Follow the suggestions in these topics to help resolve common issues with running transformations with the Adaptive Execution Layer.
- Steps cannot run in parallel
- Table Input step fails
- User ID below minimum allowed
- Hadoop version conflict
- Hadoop libraries are missing
- Spark libraries conflict with Hadoop libraries
- Failed to find AVRO files
- Unable to access Google Cloud Storage resources
- Unable to access AWS S3 resources
- Internet Address data type fails
- Message size exceeded
- Spark SQL catalyst errors using the Merge or Group By steps
- Performance or memory issues
- Multiple steps in a transformation cannot generate files to the same location
Steps cannot run in parallel
If you are using the Spark engine to run a transformation with a step that cannot run in parallel, it generates errors in the log.
Some steps cannot run in parallel (on multiple nodes in a cluster), and will produce unexpected results. However, these steps can run as a coalesced dataset on a single node in a cluster. To enable a step to run as a coalesced dataset, add the step ID as a property value in the configuration file for using the Spark engine.
Get the step ID
Each PDI step has a step ID, a globally unique identifier of the step. Use one of the following methods to get the ID of a step:
Method 1: Retrieve the ID from the PDI client
From the menu bar in the PDI client, selectThe .Plugin browser appears.
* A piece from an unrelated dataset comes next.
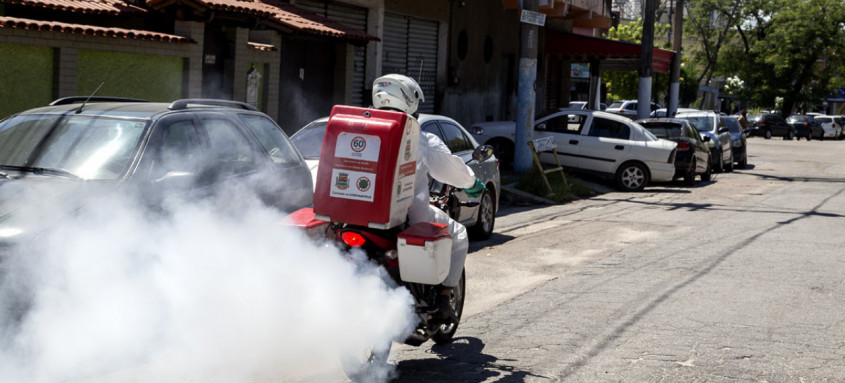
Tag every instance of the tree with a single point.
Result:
(624, 84)
(710, 22)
Select Step in the Plugin type menu to filter by step name, and find your step name in the table to obtain the related ID.
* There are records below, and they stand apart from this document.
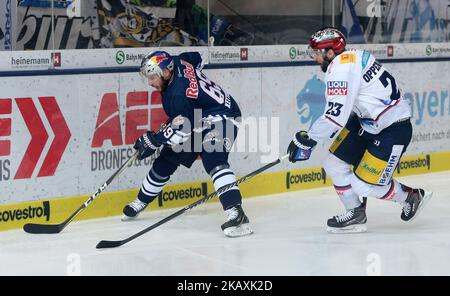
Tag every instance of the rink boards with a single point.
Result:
(179, 195)
(62, 135)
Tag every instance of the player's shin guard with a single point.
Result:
(237, 223)
(151, 187)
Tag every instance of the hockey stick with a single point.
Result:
(57, 228)
(113, 244)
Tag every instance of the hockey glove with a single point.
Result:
(146, 145)
(300, 147)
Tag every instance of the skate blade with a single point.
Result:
(238, 231)
(426, 198)
(357, 228)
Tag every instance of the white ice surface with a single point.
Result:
(290, 239)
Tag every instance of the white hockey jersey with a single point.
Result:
(357, 83)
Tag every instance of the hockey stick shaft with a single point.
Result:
(112, 244)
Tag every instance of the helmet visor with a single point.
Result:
(314, 53)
Method 2: Retrieve the ID from the log
In the PDI client, create a new transformation and add the step to the transformation.For example, if you needed to know the ID for the Select values step, you would add that step to the new transformation.
Set the log level to debug.
Execute the transformation using the Spark engine.The step ID displays in the Logging tab of the Execution Results pane. For example, the log displays Selected the SelectValues step to run in parallel as a GenericSparkOperation, where SelectValues is the step ID.
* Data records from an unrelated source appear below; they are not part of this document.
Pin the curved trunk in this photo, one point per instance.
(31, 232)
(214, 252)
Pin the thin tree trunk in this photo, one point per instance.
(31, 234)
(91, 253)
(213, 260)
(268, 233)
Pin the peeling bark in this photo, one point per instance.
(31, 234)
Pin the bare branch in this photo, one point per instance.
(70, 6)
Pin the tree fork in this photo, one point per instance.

Method 3: Retrieve the ID from the PDI plugin registry
If you are a developer, you can retrieve the step ID from the PDI plugin registry as described in Dynamically build transformations.
Add the step ID to the configuration file
Perform the following steps to add another step ID to the configuration file:
Navigate to the data-integration/system/karaf/etc folder on the edge node running the AEL daemon and open the org.pentaho.pdi.engine.spark.cfg file.
Append your step ID to the forceCoalesceSteps property value list, using a pipe character separator between the step IDs.
Save and close the file.
Force coalesce and Spark tuning
Any steps to the org.pentaho.pdi.engine.spark.cfg force
coalesce configuration file do a coalesce. If the
application.properties setting is set to true,
then step tuning takes precedence over force coalesce.
Table Input step fails
If you run a transformation using the Table Input step with a large database, the step does not complete. Use one of the following methods to resolve the issue:
Method 1: Load the data to HDFS before running the transform
Run a different transformation using the Pentaho engine to move the data to the HDFS cluster.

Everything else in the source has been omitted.